The author is a Reuters Breakingviews columnist. The opinions expressed are his own.

By Liam  Proud

LONDON, May 5 (Reuters Breakingviews) - In a takeover defence, the target's board is supposed to push the bidder to the limits of what it can justify paying. Intertek ITRK.L may be very close after receiving a third proposal from EQT EQTAB.ST on Tuesday, which values the London-listed testing and inspection company at 10.3 billion pounds ($13.9 billion) including debt. The saga offers little cheer for other private equity groups hoping to target UK companies.

Despite the increasingly noisy bid battle, both EQT and the Intertek board probably agree that the company should be broken up. The key question is what return the Swedish group stands to earn from a split at the current price — and therefore whether it can afford to pay more than the 58 pounds per share currently on offer. Assume the group run by Per Franzén intends to lever Intertek up to 6 times EBITDA, implying debt of 4.7 billion pounds, and its equity cheque would total 5.6 billion pounds.

It would be logical for EQT to quickly offload Intertek's energy and infrastructure business, worth perhaps 1.9 billion pounds, based on an average of six analysts' valuations. The Swedish group could then pay itself a 940-million-pound dividend, if it kept leverage flat at 6 times EBITDA. EQT would presumably hope to boost revenue growth at the remaining business, known as testing and assurance. Generously assume the top line rises 8% a year, which compares with 6% in organic terms between 2022 and 2025, according to UBS. Also assume EBITDA margins stay flat at 30%, since Intertek already looks efficient compared with rivals. On that basis, EBITDA after five years would be 850 million pounds.

In a rosy scenario, the buyout group could sell that remaining business for 20 times EBITDA, which is close to the current multiple of richly valued rival UL Solutions ULS.N. The implied enterprise value for testing and assurance would be 16.9 billion pounds. Deduct debt, with leverage falling to around 3 times EBITDA by 2031, and the cash due back to EQT would be 14.3 billion pounds. The internal rate of return (IRR) from both the dividend and the sale proceeds would be 20%.

That's hardly a home run. A 20% IRR, before fees, is probably the minimum acceptable level for private equity dealmakers. And the exercise above is close to a best-case scenario. If revenue growth is 7%, not 8%, and the sale multiple is 18 rather than 20, then EQT's return would fall to a mere 16.4%.

Nonetheless, Intertek may yet reject EQT's latest proposal. After all, the Swedish group has not declared its current bid "best and final", suggesting perhaps room for one more bump. Still, Breakingviews calculations indicate that there's little scope now for a big raise. The implication is that the Intertek board has so far done its job, pushing EQT close to breaking point.
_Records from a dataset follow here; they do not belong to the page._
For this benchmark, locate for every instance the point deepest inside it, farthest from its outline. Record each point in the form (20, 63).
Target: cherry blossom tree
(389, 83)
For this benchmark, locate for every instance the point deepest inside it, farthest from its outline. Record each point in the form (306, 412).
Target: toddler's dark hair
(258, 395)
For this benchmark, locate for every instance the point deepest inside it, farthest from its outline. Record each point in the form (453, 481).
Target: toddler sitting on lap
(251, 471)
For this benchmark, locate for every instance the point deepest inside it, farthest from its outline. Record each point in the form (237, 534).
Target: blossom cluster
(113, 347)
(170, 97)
That's welcome in a market where directors are sometimes accused of rolling over too easily.

($1 = 0.7387 pounds)

Follow Liam Proud on Bluesky and LinkedIn.

CONTEXT NEWS

EQT on May 5 said it had submitted a third bid proposal to Intertek, under which shareholders in the British product-testing firm would receive 58 pounds per share in cash.
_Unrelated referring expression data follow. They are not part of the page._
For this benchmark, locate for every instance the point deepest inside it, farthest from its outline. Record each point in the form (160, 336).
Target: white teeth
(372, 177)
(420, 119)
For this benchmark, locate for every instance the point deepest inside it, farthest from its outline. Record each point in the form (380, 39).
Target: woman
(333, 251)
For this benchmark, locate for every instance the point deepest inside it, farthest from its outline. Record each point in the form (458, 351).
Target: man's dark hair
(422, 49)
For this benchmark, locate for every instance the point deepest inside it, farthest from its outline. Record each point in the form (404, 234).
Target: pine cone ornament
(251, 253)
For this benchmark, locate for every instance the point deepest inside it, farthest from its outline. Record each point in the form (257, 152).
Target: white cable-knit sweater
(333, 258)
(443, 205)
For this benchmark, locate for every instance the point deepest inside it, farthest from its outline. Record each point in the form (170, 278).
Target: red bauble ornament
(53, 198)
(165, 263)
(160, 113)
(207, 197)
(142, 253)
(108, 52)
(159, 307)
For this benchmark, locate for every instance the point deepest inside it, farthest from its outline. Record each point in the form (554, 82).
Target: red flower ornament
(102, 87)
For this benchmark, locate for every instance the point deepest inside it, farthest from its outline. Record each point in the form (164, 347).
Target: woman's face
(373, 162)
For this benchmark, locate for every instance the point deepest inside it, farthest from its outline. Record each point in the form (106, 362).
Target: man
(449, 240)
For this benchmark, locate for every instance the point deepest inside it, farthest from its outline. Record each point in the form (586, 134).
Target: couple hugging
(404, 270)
Intertek on April 24 rejected the private-equity firm's second bid of 54 pounds per share, saying the proposal fundamentally undervalued the company and its prospects.

Shares in Intertek were trading at 51.90 pounds as of 0842 GMT on May 5, or roughly 11% below the latest offer price.

Intertek is composed of two very different businesses https://www.reuters.com/graphics/BRV-BRV/egvbewydepq/chart.png

(Editing by Neil Unmack; Production by Streisand Neto)

((For previous columns by the author, Reuters customers can click on PROUD/liam.proud@thomsonreuters.com))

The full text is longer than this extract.